Saving for college has never been more important – or seemed more challenging. But the cost of college has soared 1,120% over the past 35 years and shows no signs of stopping.1 While preparing for this growing goal may seem like a challenge, it doesn't have to be a headache.
Whether you use a 529 account or another type of investment account, using ETFs at the core of your portfolio can help bolster your savings.
ETFs and saving for college
- Low costs; more savings
Costs add up; using ETFs, which have low costs, can help you keep more of what you earn over time.
- Returns can grow as tuition costs rise
With tuition costs rising four times faster than the rate of inflation,2 a college fund needs growth potential. Because there are both US and international stock ETFs, you can build a portfolio designed to grow with time.

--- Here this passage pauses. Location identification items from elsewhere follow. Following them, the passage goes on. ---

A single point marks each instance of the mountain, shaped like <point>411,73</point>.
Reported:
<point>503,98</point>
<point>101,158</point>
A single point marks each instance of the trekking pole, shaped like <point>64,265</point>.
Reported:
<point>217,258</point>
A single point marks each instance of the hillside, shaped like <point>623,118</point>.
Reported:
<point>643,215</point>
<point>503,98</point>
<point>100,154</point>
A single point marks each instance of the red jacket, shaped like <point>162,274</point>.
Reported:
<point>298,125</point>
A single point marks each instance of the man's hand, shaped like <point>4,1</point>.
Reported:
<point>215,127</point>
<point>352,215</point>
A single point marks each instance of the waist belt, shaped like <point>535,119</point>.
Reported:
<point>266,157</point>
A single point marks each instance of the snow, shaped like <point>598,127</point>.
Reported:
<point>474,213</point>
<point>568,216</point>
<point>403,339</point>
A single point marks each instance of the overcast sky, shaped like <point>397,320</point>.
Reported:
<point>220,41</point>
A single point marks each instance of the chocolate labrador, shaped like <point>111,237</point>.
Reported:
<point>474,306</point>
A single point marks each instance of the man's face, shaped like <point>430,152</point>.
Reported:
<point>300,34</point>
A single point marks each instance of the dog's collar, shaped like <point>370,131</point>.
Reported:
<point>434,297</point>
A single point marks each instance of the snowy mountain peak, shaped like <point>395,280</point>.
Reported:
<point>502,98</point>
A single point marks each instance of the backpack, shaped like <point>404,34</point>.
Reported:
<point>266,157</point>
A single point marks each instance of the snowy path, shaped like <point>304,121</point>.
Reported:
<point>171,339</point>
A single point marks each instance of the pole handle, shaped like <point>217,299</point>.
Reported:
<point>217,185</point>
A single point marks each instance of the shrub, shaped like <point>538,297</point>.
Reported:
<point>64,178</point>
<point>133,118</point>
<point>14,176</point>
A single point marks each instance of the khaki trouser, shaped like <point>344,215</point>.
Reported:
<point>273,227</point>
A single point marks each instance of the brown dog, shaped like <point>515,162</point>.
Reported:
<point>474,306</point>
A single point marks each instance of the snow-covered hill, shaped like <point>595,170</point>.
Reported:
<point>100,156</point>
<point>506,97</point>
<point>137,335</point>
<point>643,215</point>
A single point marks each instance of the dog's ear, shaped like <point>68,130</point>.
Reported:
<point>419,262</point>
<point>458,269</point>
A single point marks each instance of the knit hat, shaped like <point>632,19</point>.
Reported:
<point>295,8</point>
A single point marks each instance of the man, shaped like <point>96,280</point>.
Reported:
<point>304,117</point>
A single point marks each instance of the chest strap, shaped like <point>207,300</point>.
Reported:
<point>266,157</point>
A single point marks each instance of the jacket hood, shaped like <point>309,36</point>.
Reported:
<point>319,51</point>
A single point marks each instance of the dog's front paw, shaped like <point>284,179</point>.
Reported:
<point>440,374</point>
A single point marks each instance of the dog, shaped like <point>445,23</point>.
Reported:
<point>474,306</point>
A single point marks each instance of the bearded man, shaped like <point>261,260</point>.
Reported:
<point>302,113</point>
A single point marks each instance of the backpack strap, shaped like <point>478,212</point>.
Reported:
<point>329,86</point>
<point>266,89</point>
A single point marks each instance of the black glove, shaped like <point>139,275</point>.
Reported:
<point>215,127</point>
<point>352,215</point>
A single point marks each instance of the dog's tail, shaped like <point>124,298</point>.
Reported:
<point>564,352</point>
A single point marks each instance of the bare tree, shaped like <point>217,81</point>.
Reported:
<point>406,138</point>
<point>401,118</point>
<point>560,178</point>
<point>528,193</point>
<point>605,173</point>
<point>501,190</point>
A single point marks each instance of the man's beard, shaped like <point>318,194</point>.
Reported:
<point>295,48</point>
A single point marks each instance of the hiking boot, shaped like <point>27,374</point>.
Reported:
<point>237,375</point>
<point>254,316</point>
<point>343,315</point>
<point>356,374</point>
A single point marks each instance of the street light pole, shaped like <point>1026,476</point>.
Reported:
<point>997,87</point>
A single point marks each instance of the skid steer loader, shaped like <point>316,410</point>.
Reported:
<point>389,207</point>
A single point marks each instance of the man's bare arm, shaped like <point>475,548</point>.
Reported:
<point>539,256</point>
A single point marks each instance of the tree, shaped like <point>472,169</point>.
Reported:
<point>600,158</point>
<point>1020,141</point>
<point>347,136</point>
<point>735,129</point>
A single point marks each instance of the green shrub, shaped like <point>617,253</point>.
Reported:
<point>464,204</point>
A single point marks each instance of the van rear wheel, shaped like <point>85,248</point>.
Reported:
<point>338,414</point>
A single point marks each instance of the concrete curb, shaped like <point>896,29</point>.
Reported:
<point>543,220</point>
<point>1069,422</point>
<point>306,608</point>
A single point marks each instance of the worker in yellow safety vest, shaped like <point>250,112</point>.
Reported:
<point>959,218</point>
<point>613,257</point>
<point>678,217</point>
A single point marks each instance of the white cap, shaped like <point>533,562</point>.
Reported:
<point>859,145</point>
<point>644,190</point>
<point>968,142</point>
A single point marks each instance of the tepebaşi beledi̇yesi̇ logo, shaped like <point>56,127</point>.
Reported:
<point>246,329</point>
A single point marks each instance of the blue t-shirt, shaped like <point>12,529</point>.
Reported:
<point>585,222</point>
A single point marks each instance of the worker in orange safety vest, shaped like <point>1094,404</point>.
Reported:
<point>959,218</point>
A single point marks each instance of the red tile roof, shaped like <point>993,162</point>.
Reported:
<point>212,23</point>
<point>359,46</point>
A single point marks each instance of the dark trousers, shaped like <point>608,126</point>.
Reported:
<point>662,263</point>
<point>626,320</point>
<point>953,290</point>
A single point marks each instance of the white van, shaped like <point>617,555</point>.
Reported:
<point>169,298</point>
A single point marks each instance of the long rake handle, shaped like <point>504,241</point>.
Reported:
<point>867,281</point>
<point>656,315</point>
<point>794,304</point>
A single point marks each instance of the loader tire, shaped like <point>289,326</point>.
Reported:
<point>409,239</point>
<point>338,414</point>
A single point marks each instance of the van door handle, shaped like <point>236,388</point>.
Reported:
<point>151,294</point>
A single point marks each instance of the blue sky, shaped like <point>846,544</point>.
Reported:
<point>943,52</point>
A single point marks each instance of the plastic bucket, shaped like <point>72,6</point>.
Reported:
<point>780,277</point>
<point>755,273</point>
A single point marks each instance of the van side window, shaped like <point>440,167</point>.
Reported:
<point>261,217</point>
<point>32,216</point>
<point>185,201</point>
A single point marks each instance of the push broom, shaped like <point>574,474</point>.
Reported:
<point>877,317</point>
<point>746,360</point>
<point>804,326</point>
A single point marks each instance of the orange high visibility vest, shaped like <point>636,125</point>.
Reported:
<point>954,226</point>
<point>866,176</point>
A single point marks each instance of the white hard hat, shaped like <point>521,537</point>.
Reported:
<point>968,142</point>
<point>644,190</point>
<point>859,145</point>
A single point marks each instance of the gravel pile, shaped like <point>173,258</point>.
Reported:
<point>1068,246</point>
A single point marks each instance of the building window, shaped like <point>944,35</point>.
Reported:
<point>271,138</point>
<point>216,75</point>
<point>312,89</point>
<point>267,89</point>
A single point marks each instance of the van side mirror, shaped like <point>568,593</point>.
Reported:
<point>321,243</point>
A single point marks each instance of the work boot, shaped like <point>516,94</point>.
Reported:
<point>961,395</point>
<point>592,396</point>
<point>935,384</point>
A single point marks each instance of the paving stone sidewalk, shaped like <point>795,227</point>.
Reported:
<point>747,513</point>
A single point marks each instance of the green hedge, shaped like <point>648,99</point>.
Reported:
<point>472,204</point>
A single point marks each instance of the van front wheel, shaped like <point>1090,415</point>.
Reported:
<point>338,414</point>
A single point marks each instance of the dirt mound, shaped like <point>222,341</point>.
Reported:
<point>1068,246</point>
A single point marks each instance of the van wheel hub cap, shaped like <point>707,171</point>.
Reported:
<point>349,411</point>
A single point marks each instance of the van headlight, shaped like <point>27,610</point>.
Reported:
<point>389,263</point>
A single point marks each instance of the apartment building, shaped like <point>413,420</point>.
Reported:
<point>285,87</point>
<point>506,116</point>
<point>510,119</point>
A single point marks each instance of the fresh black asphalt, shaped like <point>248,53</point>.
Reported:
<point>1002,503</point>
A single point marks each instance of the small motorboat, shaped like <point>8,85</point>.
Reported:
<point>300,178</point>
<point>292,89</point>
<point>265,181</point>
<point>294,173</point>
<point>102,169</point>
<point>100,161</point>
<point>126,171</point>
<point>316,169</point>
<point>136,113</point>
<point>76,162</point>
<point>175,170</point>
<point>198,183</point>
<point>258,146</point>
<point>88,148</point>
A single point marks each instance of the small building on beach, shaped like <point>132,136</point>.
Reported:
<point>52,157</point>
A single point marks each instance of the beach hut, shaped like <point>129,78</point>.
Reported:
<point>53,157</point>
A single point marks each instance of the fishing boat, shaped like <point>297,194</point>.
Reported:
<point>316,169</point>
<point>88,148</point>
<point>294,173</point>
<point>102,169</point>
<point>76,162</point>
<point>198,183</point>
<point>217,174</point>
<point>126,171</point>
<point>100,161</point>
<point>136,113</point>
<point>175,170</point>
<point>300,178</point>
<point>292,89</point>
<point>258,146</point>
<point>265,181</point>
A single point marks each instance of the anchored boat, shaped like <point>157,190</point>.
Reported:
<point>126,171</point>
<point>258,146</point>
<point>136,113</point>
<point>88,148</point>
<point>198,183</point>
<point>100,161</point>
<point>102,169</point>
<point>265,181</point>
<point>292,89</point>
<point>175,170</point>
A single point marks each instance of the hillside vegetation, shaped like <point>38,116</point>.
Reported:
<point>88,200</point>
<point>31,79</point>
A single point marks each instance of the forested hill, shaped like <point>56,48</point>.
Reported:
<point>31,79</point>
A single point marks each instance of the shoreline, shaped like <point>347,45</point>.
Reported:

- Potential to save on taxes
When every dollar counts, the cost of taxes can't be ignored. ETFs are designed to help minimize your tax bill, adding to your savings over time.
- Diversification simplified
The key to a successful long-term portfolio is diversification. Because ETFs offer hundreds of stocks or bonds in one fund, diversification is built in.
- Easy to use.
Because ETFs are diversified and generally follow an index, you don't have to worry about doing research on individual stocks and bonds. Take one worry off the table with easy-to-use ETFs.